The big bird left me breathless as it swung away from a towering maple into the mist of a mid-march drizzle. The size of a crow with a two to three foot wingspan, this remarkable bird likely shredded a nearby tree for carpenter ants. If you live in a house with cedar siding, you might believe the Pileated to be a carpenter—a bad but persistent one at that.

How does this bird survive the repeated impacts to the head?
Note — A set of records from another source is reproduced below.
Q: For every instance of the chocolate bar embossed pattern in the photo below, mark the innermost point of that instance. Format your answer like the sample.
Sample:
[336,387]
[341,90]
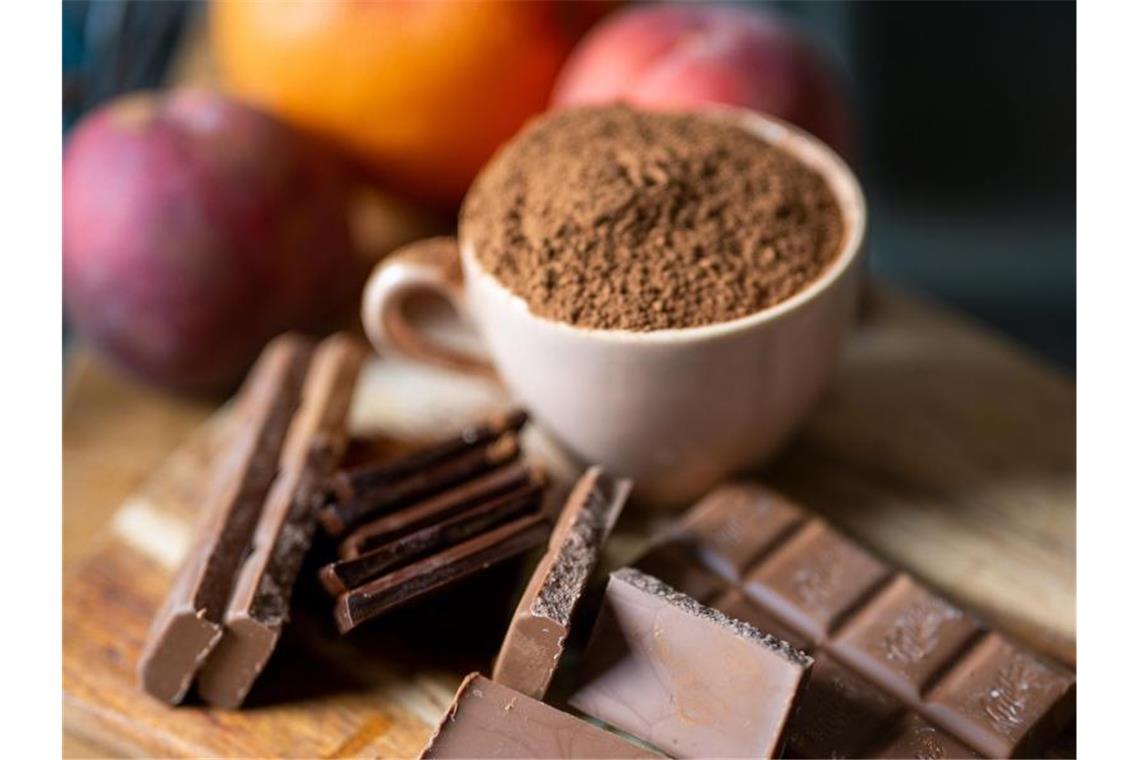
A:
[893,659]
With head trauma in football at the forefront of a national discussion, I've pondered how woodpeckers survive impacts to the brain, how bighorn sheep withstand violent collisions. After all, the force of each woodpecker strike is equal to a human sprinting headfirst into a wall at 16mph, probably top speed for most people. That passive curiosity went unfulfilled until I started researching the numerous physiological quirks of woodpeckers. Here are five key adaptations of the Pileated Woodpecker.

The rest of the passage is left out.